Il commissario non ci casca, ma sfrutta l’occasione per introdursi in un ambiente sostenuto dall’apparenza e dall’omertà, tant’è che il tutore della legge si domanda cosa sia “il pudore” e se il suo significato cambi “a seconda della classe sociale”.

E andiamo al secondo aspetto che ho illustrato a inizio articolo, ossia il pudore come  mezzo di attraversamento del dolore. Scaglione ci mostra personaggi sofferenti, nonostante la patina di benessere che ognuno di loro ostenta.

Bari è una città di lobby locali che aspirano a uscire dal proprio isolazionismo. Prestigio e fama, più del denaro e del possesso di beni, sono il fine di ogni relazione. In un quadro del genere “amicizia e amore” sono parole vuote che vengono riempite solo da valori mondani.

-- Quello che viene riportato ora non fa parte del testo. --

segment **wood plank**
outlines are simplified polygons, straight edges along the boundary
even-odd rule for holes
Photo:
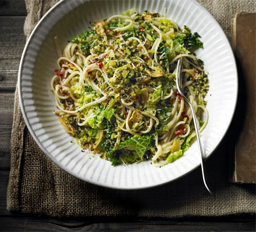
[[[0,227],[5,231],[254,231],[250,223],[137,220],[130,222],[94,223],[69,222],[40,218],[2,218]]]
[[[26,43],[26,16],[0,16],[0,91],[14,90],[20,59]]]
[[[0,1],[0,15],[26,15],[24,0]]]
[[[14,92],[0,92],[0,168],[10,167],[10,133],[14,104]]]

Anche un omicidio può essere quindi un “male necessario” per mantenere determinati equilibri. La domanda però sorge spontanea: chi è il rampollo che si prenderà la briga di mostrare la propria brutalità in un branco di finta raffinatezza?

Scaglione scrive un romanzo di impatto che ci fa scendere nei meandri della “zona grigia”, luogo in cui il potere si rinnova assoldando persone di diversa estrazione sociale e creando un movimento di “liberazione” dal pudore. Una lezione che conosciamo, ma che è sempre bene ripassare.